The floor was then open for a panel of pension professionals to give their views on the topics discussed.
Roderick Munsters at PGGM commented that inflation-linked bonds were on the agenda at the fund with investment in the UK, US and France up to 2-3% of assets.
But, he added: “Personally we would rather invest in Royal Dutch equities which earn 5% dividend with a sound balance sheet and are inflation adjusted.
“This serves the pension fund better than the return we can get on inflation-linked bonds. For diversification, yes some inflation-linked bonds, but not too many please!”
Professor Stan Beckers from the University of Louvain, added his belief that there was a huge mismatch between the investment products being offered and those actually needed by pension funds. “Financial/product engineering is trying to package existing financial instruments into something that suits pension funds. I’m not sure how successful they can be. The natural long-term default position of a pension fund should be into inflation-linked or better still personal income linked instruments. Doing anything but this is just gambling with people’s money to try and increase returns and get a pension holiday for the company.”

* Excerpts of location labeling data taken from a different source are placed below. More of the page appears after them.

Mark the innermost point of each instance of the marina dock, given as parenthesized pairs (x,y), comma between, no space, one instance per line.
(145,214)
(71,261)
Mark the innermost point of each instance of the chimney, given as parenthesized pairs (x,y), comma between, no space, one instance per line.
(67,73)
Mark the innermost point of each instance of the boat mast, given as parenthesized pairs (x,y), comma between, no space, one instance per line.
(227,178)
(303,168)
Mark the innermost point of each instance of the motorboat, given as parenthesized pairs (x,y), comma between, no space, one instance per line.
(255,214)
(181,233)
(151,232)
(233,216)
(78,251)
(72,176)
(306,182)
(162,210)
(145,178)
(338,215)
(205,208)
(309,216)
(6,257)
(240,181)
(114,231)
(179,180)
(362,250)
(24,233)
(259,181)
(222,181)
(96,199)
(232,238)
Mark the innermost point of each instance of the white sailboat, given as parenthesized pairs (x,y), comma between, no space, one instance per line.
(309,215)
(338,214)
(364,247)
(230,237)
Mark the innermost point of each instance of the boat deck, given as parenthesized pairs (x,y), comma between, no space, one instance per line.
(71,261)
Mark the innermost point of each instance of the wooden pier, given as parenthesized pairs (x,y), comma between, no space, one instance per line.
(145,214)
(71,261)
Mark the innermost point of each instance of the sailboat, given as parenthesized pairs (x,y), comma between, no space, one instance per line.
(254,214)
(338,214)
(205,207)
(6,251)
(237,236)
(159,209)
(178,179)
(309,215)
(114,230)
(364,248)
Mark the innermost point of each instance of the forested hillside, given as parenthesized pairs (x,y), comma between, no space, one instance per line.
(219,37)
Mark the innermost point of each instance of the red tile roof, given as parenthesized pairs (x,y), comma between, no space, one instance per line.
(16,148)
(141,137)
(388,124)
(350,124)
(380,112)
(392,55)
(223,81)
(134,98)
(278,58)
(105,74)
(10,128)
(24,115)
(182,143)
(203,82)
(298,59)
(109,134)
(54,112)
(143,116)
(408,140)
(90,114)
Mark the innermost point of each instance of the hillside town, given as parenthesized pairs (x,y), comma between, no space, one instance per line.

After a day of top-level debate, it remained for summit chairman, Karel Stroobants, to bring everyone down to earth by reminding the audience that we can only manage risk, not eliminate it. “We have to be careful not to panic, to not make the same mistakes again, to explain risk to people and be more honest with our clients.
“On top of that the answer might just be that we have to work harder, save more and consume less!”